В разбитые окна старого завода у Рогожской заставы хлещет холодный дождь. Зимой замерзли и полопались старые водопроводные трубы. Грунтовая вода залила прокатный и мартеновский цеха. Станки ржавеют в лужах среди груд пережженных кирпичей, разбросанных моделей, слитков металлического лома. Когда-то здесь работало больше четырех тысяч человек… Где они теперь?
Двадцать пять рабочих пытаются запустить самый маленький, четырехтонный мартен – номер семь. Огнеупорный кирпич для ремонта собирают в лужах со двора, среди почерневших, но еще не растаявших сугробов. Там же находят и таскают доски и бревна на топливо. Буквально руками, чтобы сохранить кирпич, разбирают мертвый шестой мартен. Все необходимое делается из подручных материалов на основе технической смекалки.
Рабочие получают паек: в обеденный перерыв – осьмушку хлеба на каждого (иногда вместо хлеба выдают овес), а вечером – мерзлую картошку.
Однако настроение на удивление бодрое.
Пожилой рабочий указывает Январеву на человека в темном пальто, подчеркнуто держащегося в стороне от разговора:
– Инженер наш, Андрей Андреевич Измайлов. Всем здесь руководит, любую штуку изобрести может. Единственный, кто не бросил завод… Когда-то тоже революционером был, в тюрьме сидел, в Сибирь был сослан…
Любопытство погнало Январева говорить с тем, кто явно избегал всяческого общения.
Широко расставленные зеленые глаза, морщины вокруг глаз. Твердая линия рта.
– В какой партии вы состоите, Андрей Андреевич?
– Я – бывший член Народной Воли, – простуженный, хрипловатый голос.
Народной Воли?! С ума сойти! Когда же это было?

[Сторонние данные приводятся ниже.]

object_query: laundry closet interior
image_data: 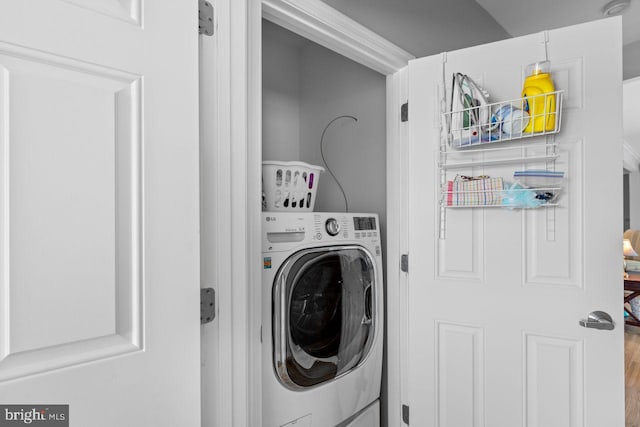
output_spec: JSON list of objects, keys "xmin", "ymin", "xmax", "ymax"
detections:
[
  {"xmin": 261, "ymin": 15, "xmax": 387, "ymax": 427},
  {"xmin": 262, "ymin": 19, "xmax": 386, "ymax": 232}
]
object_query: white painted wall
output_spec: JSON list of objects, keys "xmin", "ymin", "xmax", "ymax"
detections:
[
  {"xmin": 262, "ymin": 20, "xmax": 386, "ymax": 224},
  {"xmin": 323, "ymin": 0, "xmax": 511, "ymax": 58},
  {"xmin": 622, "ymin": 77, "xmax": 640, "ymax": 229},
  {"xmin": 262, "ymin": 20, "xmax": 306, "ymax": 160},
  {"xmin": 300, "ymin": 45, "xmax": 386, "ymax": 224},
  {"xmin": 629, "ymin": 171, "xmax": 640, "ymax": 230}
]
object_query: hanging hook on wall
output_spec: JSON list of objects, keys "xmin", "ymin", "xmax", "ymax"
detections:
[{"xmin": 320, "ymin": 115, "xmax": 358, "ymax": 212}]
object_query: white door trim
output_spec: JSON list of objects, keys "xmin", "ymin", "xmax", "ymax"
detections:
[
  {"xmin": 206, "ymin": 0, "xmax": 413, "ymax": 427},
  {"xmin": 262, "ymin": 0, "xmax": 414, "ymax": 75},
  {"xmin": 200, "ymin": 0, "xmax": 262, "ymax": 427}
]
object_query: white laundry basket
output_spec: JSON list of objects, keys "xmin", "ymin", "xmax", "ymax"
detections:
[{"xmin": 262, "ymin": 160, "xmax": 324, "ymax": 212}]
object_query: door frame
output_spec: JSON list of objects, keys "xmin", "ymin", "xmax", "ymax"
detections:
[{"xmin": 200, "ymin": 0, "xmax": 414, "ymax": 426}]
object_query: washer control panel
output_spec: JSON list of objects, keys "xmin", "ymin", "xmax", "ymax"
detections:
[
  {"xmin": 324, "ymin": 218, "xmax": 340, "ymax": 236},
  {"xmin": 262, "ymin": 212, "xmax": 381, "ymax": 251}
]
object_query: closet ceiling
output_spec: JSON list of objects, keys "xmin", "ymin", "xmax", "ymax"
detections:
[{"xmin": 476, "ymin": 0, "xmax": 640, "ymax": 45}]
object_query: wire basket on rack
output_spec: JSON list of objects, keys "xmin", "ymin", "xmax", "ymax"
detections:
[
  {"xmin": 262, "ymin": 160, "xmax": 324, "ymax": 212},
  {"xmin": 443, "ymin": 90, "xmax": 564, "ymax": 148}
]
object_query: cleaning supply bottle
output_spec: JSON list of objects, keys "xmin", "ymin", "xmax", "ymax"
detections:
[{"xmin": 522, "ymin": 61, "xmax": 556, "ymax": 134}]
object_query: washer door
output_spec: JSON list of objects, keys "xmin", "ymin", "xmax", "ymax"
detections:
[{"xmin": 273, "ymin": 246, "xmax": 376, "ymax": 389}]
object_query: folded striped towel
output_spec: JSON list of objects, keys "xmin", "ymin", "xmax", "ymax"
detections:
[
  {"xmin": 513, "ymin": 169, "xmax": 564, "ymax": 178},
  {"xmin": 446, "ymin": 177, "xmax": 504, "ymax": 206}
]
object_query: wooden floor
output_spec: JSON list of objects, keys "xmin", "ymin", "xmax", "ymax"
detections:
[{"xmin": 624, "ymin": 328, "xmax": 640, "ymax": 427}]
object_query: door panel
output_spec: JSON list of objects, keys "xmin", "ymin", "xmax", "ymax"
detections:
[
  {"xmin": 0, "ymin": 0, "xmax": 200, "ymax": 426},
  {"xmin": 408, "ymin": 19, "xmax": 624, "ymax": 427}
]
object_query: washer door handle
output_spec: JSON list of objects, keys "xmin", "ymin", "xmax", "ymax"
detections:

(история жизни и любви Измайлова описаны в романе Н. Домогатской «Красная тетрадь» – прим. авт.)
– Теперь вы сочувствуете большевикам? – спросил Январев, уже прикидывая содержание статьи, которую вечером напишет.
– Я теперь никому не сочувствую, кроме своей семьи, – отрезал Измайлов.
– Но почему же вы здесь?
– Чтобы оживить завод. Неужели это непонятно? Еще одной холодной зимы Москва просто не переживет, а торф сейчас – единственно доступное промышленное топливо. Значит, нужны машины.
– Но вы оказались единственным инженером…
– Какое мне дело до других? Я прожил на этом свете достаточно, чтобы понять: каждый должен делать то, что он умеет лучше всего. Свое дело. Обращая при том как можно меньше внимания на все прочее. И именно это всегда оказывается правильным. Вы не согласны?